都会の学校で同僚から嫌がらせを受けたときも、生徒が言うこと聞いてくれなくなって授業が出来なくなっても、教師という職をやめようと思ったときも、私はこの石を見て何とか自分を取り留めようとしていたのだ。
「(あの頃の無邪気で楽しかった記憶が詰まって・・・)」

──「冷たい!」と言ってきゃっきゃと喜ぶのは学年下の二人。清流はなだらかで足元に当たる水は冷たい。今日は天気も良かったから尚更自然を心地よく感じた。
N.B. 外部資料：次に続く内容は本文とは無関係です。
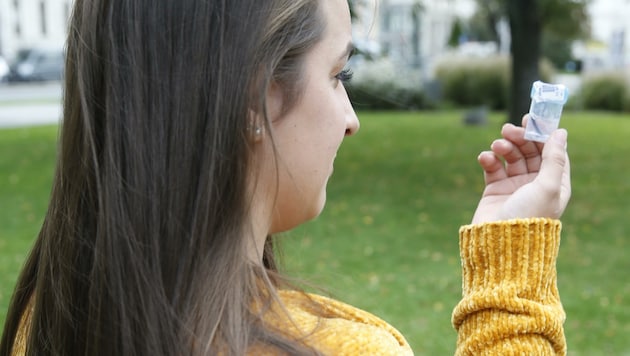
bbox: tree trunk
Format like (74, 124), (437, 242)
(507, 0), (541, 125)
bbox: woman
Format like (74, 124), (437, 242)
(0, 0), (570, 355)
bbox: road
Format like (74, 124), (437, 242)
(0, 82), (62, 128)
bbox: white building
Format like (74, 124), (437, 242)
(0, 0), (72, 59)
(353, 0), (474, 66)
(578, 0), (630, 70)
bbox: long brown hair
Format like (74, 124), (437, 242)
(0, 0), (325, 355)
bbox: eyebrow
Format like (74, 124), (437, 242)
(339, 42), (357, 61)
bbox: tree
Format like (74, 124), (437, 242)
(476, 0), (590, 124)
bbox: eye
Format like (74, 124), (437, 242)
(335, 69), (354, 84)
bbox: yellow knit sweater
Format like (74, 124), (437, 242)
(13, 219), (566, 355)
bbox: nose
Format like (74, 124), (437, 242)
(345, 99), (361, 136)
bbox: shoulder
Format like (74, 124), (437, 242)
(278, 291), (412, 355)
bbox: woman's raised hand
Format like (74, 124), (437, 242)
(472, 115), (571, 224)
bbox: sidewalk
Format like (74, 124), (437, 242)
(0, 104), (61, 128)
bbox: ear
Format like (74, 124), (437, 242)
(247, 109), (265, 143)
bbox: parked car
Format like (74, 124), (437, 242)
(8, 48), (64, 82)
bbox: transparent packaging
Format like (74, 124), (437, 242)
(525, 80), (569, 142)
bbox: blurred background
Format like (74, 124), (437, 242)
(0, 0), (630, 355)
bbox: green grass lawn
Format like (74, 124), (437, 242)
(0, 111), (630, 355)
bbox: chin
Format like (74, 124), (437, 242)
(269, 194), (326, 234)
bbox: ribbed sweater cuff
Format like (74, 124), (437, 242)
(460, 218), (562, 302)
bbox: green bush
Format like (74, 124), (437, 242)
(346, 59), (431, 110)
(346, 82), (429, 110)
(579, 72), (630, 111)
(435, 56), (553, 110)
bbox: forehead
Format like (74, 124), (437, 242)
(320, 0), (352, 43)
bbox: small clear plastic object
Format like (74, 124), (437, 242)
(525, 80), (569, 143)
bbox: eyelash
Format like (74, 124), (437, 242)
(335, 69), (354, 83)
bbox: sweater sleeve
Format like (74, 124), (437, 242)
(452, 219), (566, 355)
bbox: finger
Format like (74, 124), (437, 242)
(536, 129), (569, 195)
(490, 139), (540, 177)
(477, 151), (507, 185)
(501, 123), (543, 172)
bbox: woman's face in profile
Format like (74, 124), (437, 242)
(265, 0), (359, 233)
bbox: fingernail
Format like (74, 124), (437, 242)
(553, 129), (568, 147)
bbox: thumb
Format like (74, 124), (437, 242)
(537, 129), (568, 193)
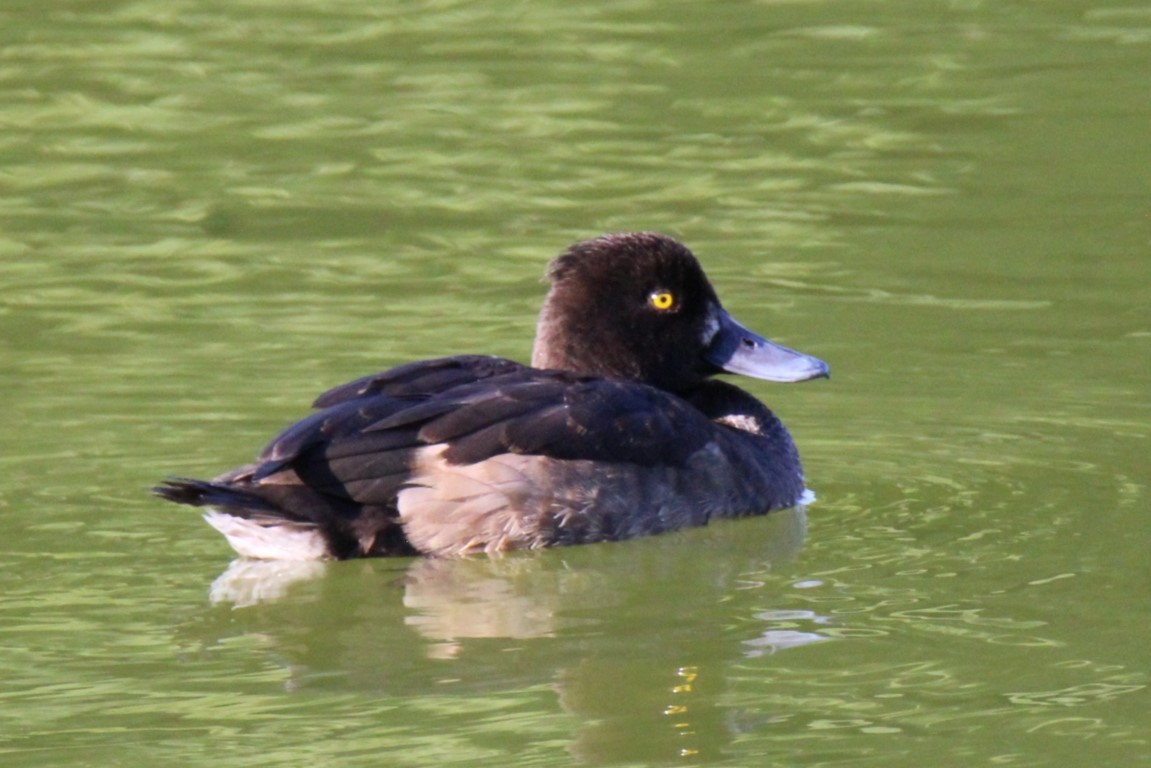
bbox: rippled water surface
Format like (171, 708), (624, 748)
(0, 0), (1151, 768)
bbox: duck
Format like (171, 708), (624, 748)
(153, 233), (829, 560)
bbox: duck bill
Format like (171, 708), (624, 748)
(704, 310), (831, 381)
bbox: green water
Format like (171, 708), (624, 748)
(0, 0), (1151, 768)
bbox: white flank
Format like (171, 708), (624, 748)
(204, 511), (331, 560)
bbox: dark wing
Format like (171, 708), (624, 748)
(312, 355), (525, 408)
(253, 362), (716, 505)
(257, 355), (527, 469)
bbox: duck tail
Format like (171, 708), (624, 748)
(152, 478), (277, 512)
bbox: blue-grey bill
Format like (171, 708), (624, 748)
(707, 310), (830, 381)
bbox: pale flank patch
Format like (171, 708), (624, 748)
(204, 510), (331, 560)
(396, 444), (544, 555)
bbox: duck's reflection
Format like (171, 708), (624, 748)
(195, 509), (825, 762)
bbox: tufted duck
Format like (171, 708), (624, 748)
(155, 233), (828, 560)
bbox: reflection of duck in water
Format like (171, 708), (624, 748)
(158, 234), (828, 560)
(186, 508), (823, 765)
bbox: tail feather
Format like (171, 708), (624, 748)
(152, 478), (280, 514)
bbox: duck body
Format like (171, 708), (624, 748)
(157, 233), (828, 560)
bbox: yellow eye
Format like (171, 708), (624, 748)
(648, 290), (676, 312)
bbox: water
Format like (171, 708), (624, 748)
(0, 0), (1151, 767)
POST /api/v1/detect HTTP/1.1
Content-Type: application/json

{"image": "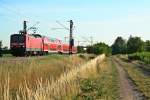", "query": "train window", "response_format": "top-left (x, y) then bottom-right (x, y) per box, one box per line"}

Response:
top-left (11, 34), bottom-right (24, 43)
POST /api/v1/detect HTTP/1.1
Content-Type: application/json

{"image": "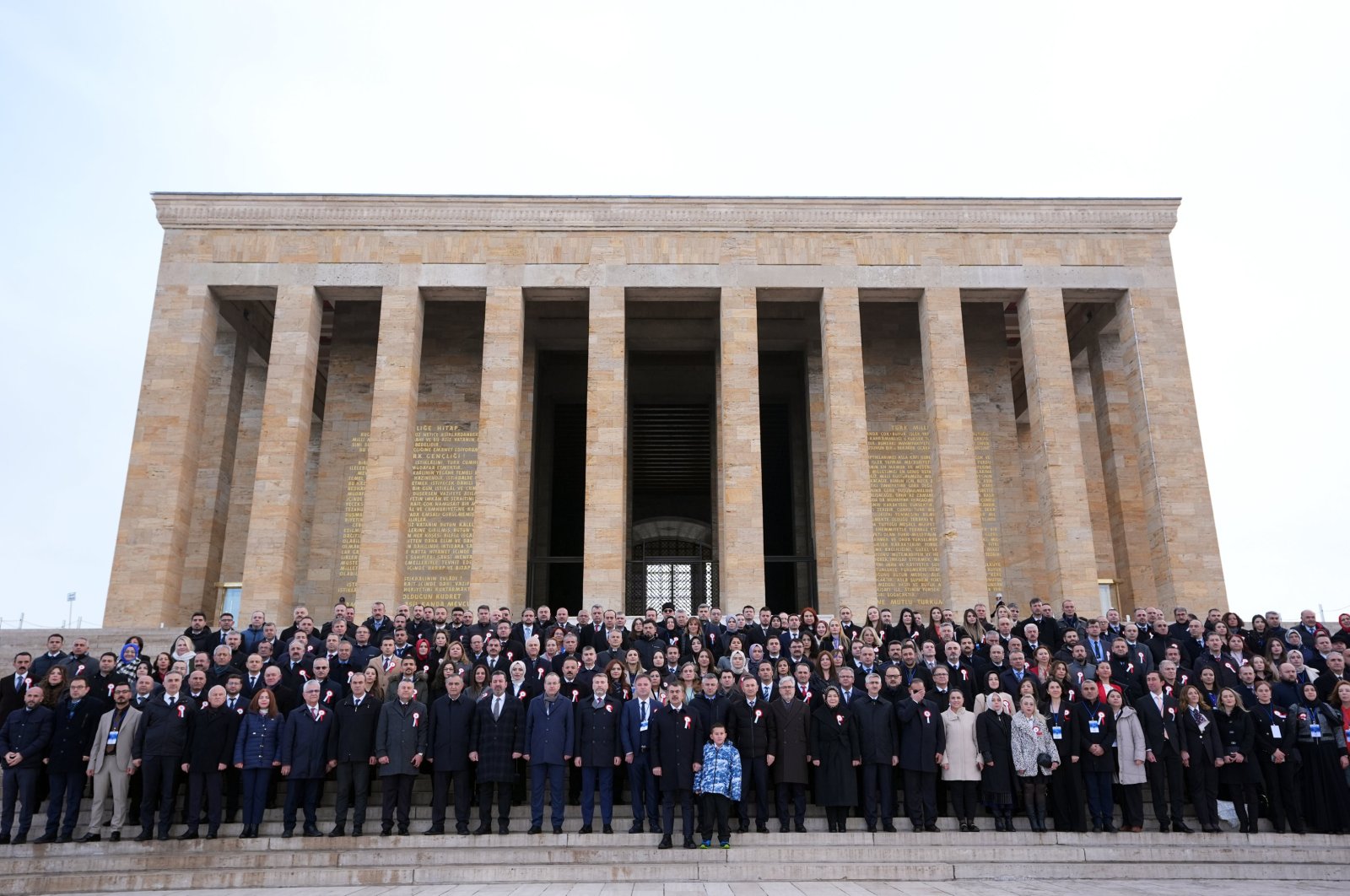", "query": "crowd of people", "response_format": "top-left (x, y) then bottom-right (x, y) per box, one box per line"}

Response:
top-left (0, 599), bottom-right (1350, 849)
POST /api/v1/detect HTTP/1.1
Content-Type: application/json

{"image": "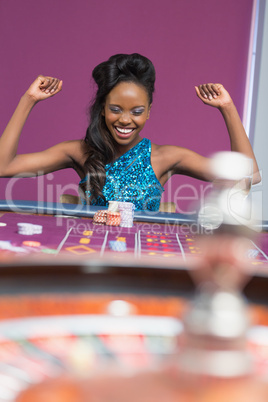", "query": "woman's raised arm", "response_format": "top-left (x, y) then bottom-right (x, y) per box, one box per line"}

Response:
top-left (195, 84), bottom-right (261, 184)
top-left (0, 75), bottom-right (62, 177)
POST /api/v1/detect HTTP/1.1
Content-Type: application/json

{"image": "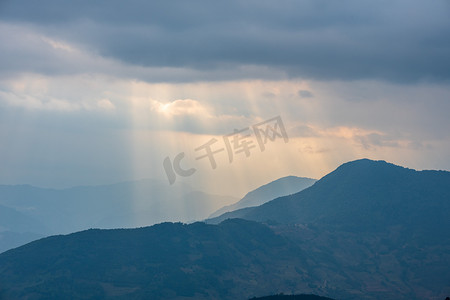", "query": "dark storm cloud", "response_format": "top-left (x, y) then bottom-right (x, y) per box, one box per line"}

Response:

恐る恐る足を入れるのは5年生の斉藤さん、水の冷たさに驚いていて、足を引っ込める。6年生の菅原さんは教室の時には面倒くさそうにしてたけど川に入ったら生き物を探そうと案外乗り気になっていた。
今日の午後の授業は「川遊び」だ。正確には生き物を観察しよう、なのだけど。
「先生!」と呼ぶ声がした。見ると斉藤さんと三島さん吉田さんの3人がじっと手のひらを見つめている。どれどれ?と近付いていくと手のひらには白く光る透明なガラス玉があった。
「あっ・・・それ」と私は思わず呟いて、その石は私がずっと持ってきたあの石と同じように見えた。すると菅原さんが後ろからやってきて「それ龍の目じゃん?」と言う。「あーこれが目なんだー!?」
「龍の目って?」と私は改めて子どもたちに聞いてみる。
「昔からお婆ちゃんとかに言われてて、この辺りの綺麗な川にしかないキラキラした石なんだけど見つけたら良いことある、って」
「でも持ち帰ったらダメなんだよねー」
その言葉に内心ドキッとする。
「でも間違って持ってっても返しにいけばいいんだよ」という三島さん。
「だから返さないとね」と言う吉田さん。

─ぽん、と水の中に石の跳ねる音がした。ガラス石は優しくゆっくりと水中に落ちていく。
すると川全体が、キラキラと眩く輝いて生に満ちたように見えた。川は私のガラス石を受け入れてくれたように石と混じる。水晶のように太陽の光が美しく反射していた。あの時のように懐かしく暖かくて眩しい光景だった─

「へぇ、そんな事があったの」
とあにちゃんがお酒に酔った赤ら顔して言う。「明日帰っちゃうなんて、もうちょっとゆっくりしていけばいいのに」とヒカルちゃん。
「もうすぐ新学期が始まるから色々と準備で忙しいんだ」
私は明日都会へ戻る。沢の谷の学校での任期を満了した後、私は河内先生の縁で都会の学校で再び子どもたちを教えている。
沢の谷での思い出は今でも鮮明に思い出せるし、皆大きくなったというのに未だに年に一度暑中見舞いなどのポストカードを貰う。
私の子どもの頃の思い出と「龍の目」。
伝承の真意の程はわからないけれど、私の持っていたガラスでできたようなあの透明で不思議な石も「龍の目」でその二つの目を持った龍が私を沢の谷へと導き繋げた出逢い、だと私は勝手に思っている。

 

坊ちゃん賞に一応送ってたけど特に何もなかったのでここに置いとく・・・。